インフレ率3カ月ぶりに上昇、8月は7.9%に

ドイツ連邦統計局が30日発表した8月の消費者物価指数(速報値)は前年同月比で7.5%上昇し、上げ幅は3カ月ぶりに拡大した。6月と7月は物価高騰の直撃を受ける一般世帯向けの負担軽減策でインフレ率が低下したが、8月は食料品とツアー料金の高騰が加速。インフレ率が押し上げられた。9月以降はさらに上昇すると見込まれている。

食料品の上げ幅は16.6%となり、前月の14.8%から拡大した。最大州ノルトライン・ヴェストファーレン(NRW)のデータではパンで25%、バターで45.8%を記録している。

物価の構成比重が53%に上るサービスは2.2%上昇した。6月に導入された9ユーロ定期券と燃料税減税の効果で7月までの2カ月間は上げ幅が縮小していたが、パックツアーの料金が一段と上昇したことから、サービス価格が上昇へと転じたもようだ。NRWではパックツアーの上げ幅が前月の10.1%から12.5%へと拡大している。

エネルギー価格は35.6%上昇したものの、上げ幅は3カ月連続で縮小した。

前月比のインフレ率は0.3%で、前月の同0.9%から大きく低下した。

欧州連合(EU)基準のインフレ率は前年同月比が8.8%、前月比が0.4%となっている。
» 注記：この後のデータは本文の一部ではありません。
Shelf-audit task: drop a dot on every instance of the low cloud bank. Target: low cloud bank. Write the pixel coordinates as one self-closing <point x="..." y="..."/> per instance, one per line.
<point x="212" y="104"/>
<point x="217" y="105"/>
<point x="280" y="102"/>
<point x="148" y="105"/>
ユーロ圏の8月のインフレ率は前年同月比で9.1%に達した。欧州中央銀行(ECB)が9月8日の定例政策理事会で利上げに踏み切るのは確実と目されている。市場の関心は上げ幅を0.5%にとどめるのか、それとも0.75%とするのかに向けられている。

ECBは7月下旬、主要政策金利をゼロ%から0.5%に引き上げ、11年ぶりに利上げを実施した。コメルツ銀行のチーフエコノミストは『フランクフルター・アルゲマイネ』紙に、インフレを退治するためには同金利を4%とする必要があるとの見方を示した。